Write-up published
Resolved
On Nov 25, 2021 from 11:08 AM PT to 11:29 AM PT our API, web app, and item processing pipeline were sporadically unavailable. Unfortunately, errors sent from 11:08 AM to 11:17 AM were not processed.
The root cause was an infrastructure change intended to better handle traffic spikes to our API. Unfortunately, this change caused us to briefly overload one of our application databases, causing the unavailability.
When we detected the database issues, we reverted the work and our services recovered.
To prevent this incident from recurring, we have paused the aforementioned infrastructure change work. Meanwhile, we are continuing work to scale our application databases. As mentioned in a previous postmortem, we have significantly increased resources for database work. The first database projects have been completed, but we have more projects planned for this quarter and next to continue to improve our databases.

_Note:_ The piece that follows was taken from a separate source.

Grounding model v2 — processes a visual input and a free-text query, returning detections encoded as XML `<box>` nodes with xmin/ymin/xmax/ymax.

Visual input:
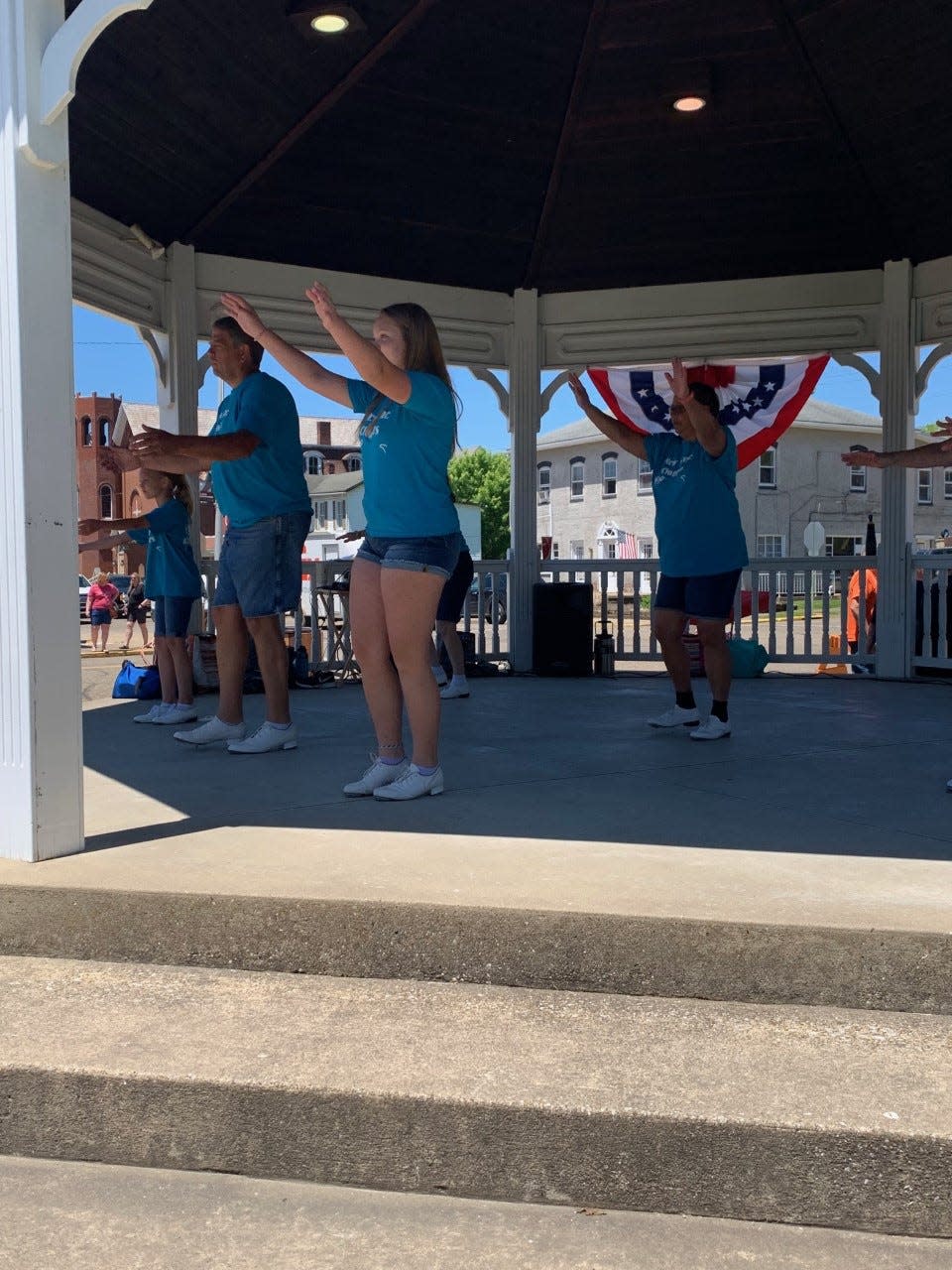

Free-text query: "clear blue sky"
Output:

As always, thank you for being a Rollbar customer.
Resolved
This incident has been resolved. Thank you for your patience. Please expect a post-mortem by Tuesday 5 PM PT.
Monitoring
The web app and API are functional again. The pipeline is processing a backlog of items.
Monitoring
A fix has been implemented and we are monitoring the results.
Identified
An issue with one of our application databases has caused a web app, API, and pipeline outage. We will update when the database is available again.